Unfortunately, Caitlin nor Wally can fight what is coming. They are both destined for powers whether that results in them doing good or evil. It’s heartbreaking to watch Caitlin who is such a caring and tender person begin her demise into the villainous Killer Frost. Wally is a little more frustrating to watch. His lack of respect for the power of speed along with his immaturity and over eagerness to become a superhero makes him seem undeserving of the ability. Sometimes adult characters on The CW behave like teenagers and that’s exactly what is happening when they say Wally is jealous because he doesn’t have powers but he wants nothing more than to help people. If Wally truly wanted to help the people of Central City, he would find a way to do so. Or at least make his contribution to Team Flash more valuable.
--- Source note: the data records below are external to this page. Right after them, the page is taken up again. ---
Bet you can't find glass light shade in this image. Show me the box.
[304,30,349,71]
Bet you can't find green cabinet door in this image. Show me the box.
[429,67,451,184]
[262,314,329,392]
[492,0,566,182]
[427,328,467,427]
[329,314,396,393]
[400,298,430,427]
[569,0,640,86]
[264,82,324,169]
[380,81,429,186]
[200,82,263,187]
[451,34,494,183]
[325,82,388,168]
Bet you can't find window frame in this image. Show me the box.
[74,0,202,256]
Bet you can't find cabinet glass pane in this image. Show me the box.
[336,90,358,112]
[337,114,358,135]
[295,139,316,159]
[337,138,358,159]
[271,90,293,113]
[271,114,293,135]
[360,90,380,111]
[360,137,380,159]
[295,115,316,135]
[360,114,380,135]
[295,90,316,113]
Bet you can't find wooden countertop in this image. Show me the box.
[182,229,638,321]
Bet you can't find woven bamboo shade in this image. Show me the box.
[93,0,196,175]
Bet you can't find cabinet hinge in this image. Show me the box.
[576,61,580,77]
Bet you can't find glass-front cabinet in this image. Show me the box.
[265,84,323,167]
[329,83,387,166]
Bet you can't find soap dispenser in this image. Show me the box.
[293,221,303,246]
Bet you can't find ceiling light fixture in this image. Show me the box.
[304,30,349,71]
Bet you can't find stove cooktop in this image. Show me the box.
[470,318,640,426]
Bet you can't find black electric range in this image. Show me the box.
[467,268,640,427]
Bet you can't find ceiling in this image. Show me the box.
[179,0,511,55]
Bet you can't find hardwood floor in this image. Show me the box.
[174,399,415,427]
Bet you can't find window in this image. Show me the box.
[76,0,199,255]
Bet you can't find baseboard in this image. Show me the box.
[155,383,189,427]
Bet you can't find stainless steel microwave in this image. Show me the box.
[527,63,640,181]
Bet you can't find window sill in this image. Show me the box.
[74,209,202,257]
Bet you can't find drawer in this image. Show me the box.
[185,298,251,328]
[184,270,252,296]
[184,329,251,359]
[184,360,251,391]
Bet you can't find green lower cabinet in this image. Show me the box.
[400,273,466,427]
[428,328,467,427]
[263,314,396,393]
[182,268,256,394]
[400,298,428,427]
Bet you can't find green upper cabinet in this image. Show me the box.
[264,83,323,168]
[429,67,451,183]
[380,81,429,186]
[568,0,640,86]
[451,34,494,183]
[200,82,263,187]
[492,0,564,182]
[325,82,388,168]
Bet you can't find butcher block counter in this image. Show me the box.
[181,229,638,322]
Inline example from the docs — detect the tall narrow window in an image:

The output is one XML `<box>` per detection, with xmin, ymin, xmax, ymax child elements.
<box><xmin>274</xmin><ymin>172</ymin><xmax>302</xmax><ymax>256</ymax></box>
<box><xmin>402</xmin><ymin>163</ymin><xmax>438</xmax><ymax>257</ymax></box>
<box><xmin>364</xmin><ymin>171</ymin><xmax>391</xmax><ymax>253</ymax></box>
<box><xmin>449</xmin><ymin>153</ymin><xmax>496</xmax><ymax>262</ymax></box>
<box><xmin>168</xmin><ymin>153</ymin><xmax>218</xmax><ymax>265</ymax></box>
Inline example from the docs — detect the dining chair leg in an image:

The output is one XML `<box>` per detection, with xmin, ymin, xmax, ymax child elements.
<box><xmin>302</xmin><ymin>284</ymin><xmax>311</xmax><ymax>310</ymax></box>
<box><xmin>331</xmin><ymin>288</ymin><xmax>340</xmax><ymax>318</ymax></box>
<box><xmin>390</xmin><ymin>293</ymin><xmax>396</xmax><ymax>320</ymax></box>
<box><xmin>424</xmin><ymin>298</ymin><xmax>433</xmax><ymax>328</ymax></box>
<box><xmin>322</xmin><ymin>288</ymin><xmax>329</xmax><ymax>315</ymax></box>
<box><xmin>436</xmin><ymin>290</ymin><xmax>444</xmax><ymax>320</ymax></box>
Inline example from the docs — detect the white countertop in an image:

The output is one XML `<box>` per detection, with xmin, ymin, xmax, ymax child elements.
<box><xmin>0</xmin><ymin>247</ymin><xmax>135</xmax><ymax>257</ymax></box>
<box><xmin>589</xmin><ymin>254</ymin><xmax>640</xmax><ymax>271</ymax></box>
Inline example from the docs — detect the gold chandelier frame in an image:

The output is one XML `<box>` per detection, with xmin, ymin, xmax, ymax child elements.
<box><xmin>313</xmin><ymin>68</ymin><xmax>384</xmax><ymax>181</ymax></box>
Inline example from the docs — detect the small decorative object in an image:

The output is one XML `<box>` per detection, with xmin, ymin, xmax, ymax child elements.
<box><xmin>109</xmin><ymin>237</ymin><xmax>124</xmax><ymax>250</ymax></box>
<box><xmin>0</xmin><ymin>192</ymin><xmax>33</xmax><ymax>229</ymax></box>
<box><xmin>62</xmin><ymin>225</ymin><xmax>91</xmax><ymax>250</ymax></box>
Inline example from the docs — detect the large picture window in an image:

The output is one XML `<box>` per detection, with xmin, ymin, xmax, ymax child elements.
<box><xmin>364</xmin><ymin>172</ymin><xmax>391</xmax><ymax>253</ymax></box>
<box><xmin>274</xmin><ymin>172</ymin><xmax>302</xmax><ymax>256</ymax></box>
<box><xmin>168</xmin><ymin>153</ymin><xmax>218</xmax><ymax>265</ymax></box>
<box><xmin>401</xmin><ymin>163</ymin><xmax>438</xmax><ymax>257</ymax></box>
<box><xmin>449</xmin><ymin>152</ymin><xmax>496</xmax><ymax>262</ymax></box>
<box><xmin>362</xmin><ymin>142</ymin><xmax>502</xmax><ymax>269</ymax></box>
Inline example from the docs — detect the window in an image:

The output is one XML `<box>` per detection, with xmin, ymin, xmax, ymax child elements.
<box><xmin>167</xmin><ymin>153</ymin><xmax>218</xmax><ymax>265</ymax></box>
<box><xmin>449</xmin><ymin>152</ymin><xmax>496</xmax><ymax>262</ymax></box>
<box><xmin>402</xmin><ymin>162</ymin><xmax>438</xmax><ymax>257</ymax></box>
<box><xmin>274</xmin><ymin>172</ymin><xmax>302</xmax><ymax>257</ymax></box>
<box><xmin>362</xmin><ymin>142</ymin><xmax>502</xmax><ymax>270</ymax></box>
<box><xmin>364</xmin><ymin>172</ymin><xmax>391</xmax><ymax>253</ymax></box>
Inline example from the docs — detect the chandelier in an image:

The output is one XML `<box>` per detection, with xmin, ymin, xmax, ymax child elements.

HR is growing more and more ridiculous every week. I’m wondering if Tom Cavanaugh signed a deal to return to the series as long as he could act and dress like himself in real life. But his sense of humor is becoming a bit over saturated. Much like most of what was happening in this episode, HR’s eccentric personality feels like a distraction to keep our minds off of the possibility that he is up to something nefarious. I still don’t buy that he is studying the team to write his novel and now that we were introduced to his light refracting device and his ability to make retinal adjustments to those around him, it has me wondering just what else he could make Team Flash see, or not see? The audio sync on the alternate face he was using was also a bit weird.
The end of the episode finally shifted Dr. Alchemy into the spotlight just after it was mentioned rather quickly that Julian Albert’s character was nowhere to be found. If they are going for a Julian Albert is the Albert Desmond version of Dr. Alchemy, I’ll be disappointed because it will be a lazy, on the nose writing move. Once in Dr. Alchemy’s lair, we saw him surrounded by several of his followers. Just who are those followers exactly and why do they follow him? Dr. Alchemy isn’t as bad as Prometheus on Arrow, but it still feels like the writers want us to care about or be interested in things without actually giving us a reason to invest. The final battle was fine, and it was awesome when Wally was crystalized, seemingly beginning his metamorphosis into Kid Flash, but the impact was quickly botched by the arrival of Savitar, a major villain from the comics who deserved an introduction that should have been longer and more focused.
Overall this episode was okay but if the writers had focused on Caitlin and Wally’s struggle with the inevitable evolution into their alter-egos it could have been great. Ultimately there were just too many flavors in this dish that caused the story of the episode to get lost in itself, becoming the weakest entry of the season yet.